On nous vint quérir là-dessus, pour nous mettre à table, et je suivis mon conducteur dans une salle magnifiquement meublée, mais où je ne vis rien de préparé pour manger. Une si grande solitude de viande, lorsque je périssais de faim, m’obligea de lui demander où l’on avait mis le couvert. Je n’écoutai point ce qu’il me répondit, car trois ou quatre jeunes garçons, enfants de l’hôte, s’approchèrent de moi dans cet instant, et avec beaucoup de civilité me dépouillèrent jusqu’à la chemise. Cette nouvelle cérémonie m’étonna si fort que je n’en osai pas seulement demander la cause à mes beaux valets de chambre, et je ne sais comment mon guide, qui me demanda par où je voulais commencer, put tirer de moi ces deux mots: Un potage; mais je les eus à peine proférés, que je sentis l’odeur du plus succulent mitonné qui frappa jamais le nez du mauvais riche. Je voulus me lever de ma place pour chercher à la piste la source de cette agréable fumée; mais mon porteur m’en empêcha.

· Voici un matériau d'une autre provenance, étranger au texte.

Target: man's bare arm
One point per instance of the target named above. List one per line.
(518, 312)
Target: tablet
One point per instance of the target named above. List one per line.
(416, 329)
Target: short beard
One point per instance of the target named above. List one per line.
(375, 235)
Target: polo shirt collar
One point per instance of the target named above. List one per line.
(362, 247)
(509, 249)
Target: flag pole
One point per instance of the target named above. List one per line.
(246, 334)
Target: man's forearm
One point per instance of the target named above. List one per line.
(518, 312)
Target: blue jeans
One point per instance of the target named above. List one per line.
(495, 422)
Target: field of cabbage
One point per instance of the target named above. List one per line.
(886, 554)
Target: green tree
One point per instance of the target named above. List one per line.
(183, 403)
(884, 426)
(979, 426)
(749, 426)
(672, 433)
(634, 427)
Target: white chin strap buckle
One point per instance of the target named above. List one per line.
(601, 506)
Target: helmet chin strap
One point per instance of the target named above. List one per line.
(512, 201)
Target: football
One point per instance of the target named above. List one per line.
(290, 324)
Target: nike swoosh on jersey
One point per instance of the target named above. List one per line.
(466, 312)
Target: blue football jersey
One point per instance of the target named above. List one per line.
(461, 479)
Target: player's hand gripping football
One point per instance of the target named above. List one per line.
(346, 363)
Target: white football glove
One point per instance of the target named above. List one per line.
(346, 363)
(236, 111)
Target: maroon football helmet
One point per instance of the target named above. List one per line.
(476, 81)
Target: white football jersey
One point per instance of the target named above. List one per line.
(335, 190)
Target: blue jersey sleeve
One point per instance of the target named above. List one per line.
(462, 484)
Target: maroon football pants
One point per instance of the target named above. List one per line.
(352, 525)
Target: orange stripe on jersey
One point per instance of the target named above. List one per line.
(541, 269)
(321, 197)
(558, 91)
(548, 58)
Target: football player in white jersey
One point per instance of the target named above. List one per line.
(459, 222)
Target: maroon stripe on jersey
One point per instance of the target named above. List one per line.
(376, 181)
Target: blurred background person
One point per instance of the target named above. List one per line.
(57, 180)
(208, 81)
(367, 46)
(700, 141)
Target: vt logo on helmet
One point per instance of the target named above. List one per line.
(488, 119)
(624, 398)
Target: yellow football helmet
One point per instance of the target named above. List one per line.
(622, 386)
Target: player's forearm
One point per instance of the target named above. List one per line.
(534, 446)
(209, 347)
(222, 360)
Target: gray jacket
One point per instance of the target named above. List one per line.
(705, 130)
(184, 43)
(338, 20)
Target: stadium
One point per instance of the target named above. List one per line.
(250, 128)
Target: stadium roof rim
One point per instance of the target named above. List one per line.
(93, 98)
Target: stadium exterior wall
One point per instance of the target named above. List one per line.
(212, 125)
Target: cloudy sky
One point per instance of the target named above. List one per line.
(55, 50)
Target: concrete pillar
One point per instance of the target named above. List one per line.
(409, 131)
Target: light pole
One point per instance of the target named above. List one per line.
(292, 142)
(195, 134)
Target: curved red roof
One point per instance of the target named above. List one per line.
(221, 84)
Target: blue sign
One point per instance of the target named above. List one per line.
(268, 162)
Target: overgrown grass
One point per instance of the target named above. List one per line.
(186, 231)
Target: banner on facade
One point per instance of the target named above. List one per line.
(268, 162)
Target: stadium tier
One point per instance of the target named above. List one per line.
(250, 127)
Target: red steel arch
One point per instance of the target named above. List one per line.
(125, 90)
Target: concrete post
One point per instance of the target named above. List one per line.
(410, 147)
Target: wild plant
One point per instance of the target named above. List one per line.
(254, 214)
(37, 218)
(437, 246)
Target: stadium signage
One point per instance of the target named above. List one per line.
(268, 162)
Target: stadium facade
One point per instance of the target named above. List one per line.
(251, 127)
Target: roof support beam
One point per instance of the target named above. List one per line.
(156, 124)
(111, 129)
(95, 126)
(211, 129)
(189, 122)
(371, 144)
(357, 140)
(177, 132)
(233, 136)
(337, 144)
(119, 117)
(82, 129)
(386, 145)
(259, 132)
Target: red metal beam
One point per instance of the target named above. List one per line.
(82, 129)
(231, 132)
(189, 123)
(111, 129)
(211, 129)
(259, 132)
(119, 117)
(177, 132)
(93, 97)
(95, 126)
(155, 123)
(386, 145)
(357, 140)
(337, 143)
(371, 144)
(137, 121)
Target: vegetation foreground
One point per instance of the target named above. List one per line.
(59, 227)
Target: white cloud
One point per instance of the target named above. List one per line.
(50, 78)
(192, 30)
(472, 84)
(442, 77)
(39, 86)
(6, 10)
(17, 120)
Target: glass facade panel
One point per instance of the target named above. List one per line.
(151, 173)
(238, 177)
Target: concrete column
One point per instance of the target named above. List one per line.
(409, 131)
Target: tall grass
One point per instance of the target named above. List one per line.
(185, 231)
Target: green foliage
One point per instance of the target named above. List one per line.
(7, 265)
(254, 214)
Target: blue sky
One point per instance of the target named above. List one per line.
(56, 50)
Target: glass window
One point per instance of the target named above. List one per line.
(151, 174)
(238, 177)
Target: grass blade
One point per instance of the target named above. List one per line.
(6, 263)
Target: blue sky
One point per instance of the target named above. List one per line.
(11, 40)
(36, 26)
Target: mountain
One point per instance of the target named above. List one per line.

—Où voulez-vous aller? me dit-il. Nous irons tantôt à la promenade, mais maintenant il est saison de manger; achevez votre potage, et puis nous ferons venir autre chose.

—Et où diable est ce potage? lui répondis-je presque en colère. Avez-vous fait gageure de vous moquer de moi tout aujourd’hui?

—Je pensais, me répliqua-t-il, que vous eussiez vu, à la Ville d’où nous venons, votre maître, ou quelque autre, prendre ses repas; c’est pourquoi je ne vous avais point dit de quelle façon on se nourrit ici. Puis donc que vous l’ignorez encore, sachez que l’on n’y vit que de fumée. L’art de cuisinerie est de renfermer, dans de grands vaisseaux moulés exprès l’exhalaison qui sort des viandes en les cuisant; et, quand on en a ramassé de plusieurs sortes et de différents goûts, selon l’appétit de ceux que l’on traite, on débouche le vaisseau où cette odeur est assemblée, on en découvre après cela un autre, et ainsi jusqu’à ce que la compagnie soit repue. A moins que vous n’ayez déjà vécu de cette sorte, vous ne croirez jamais que le nez, sans dents et sans gosier, fasse, pour nourrir l’homme, l’office de la bouche; mais je vous le veux faire voir par expérience.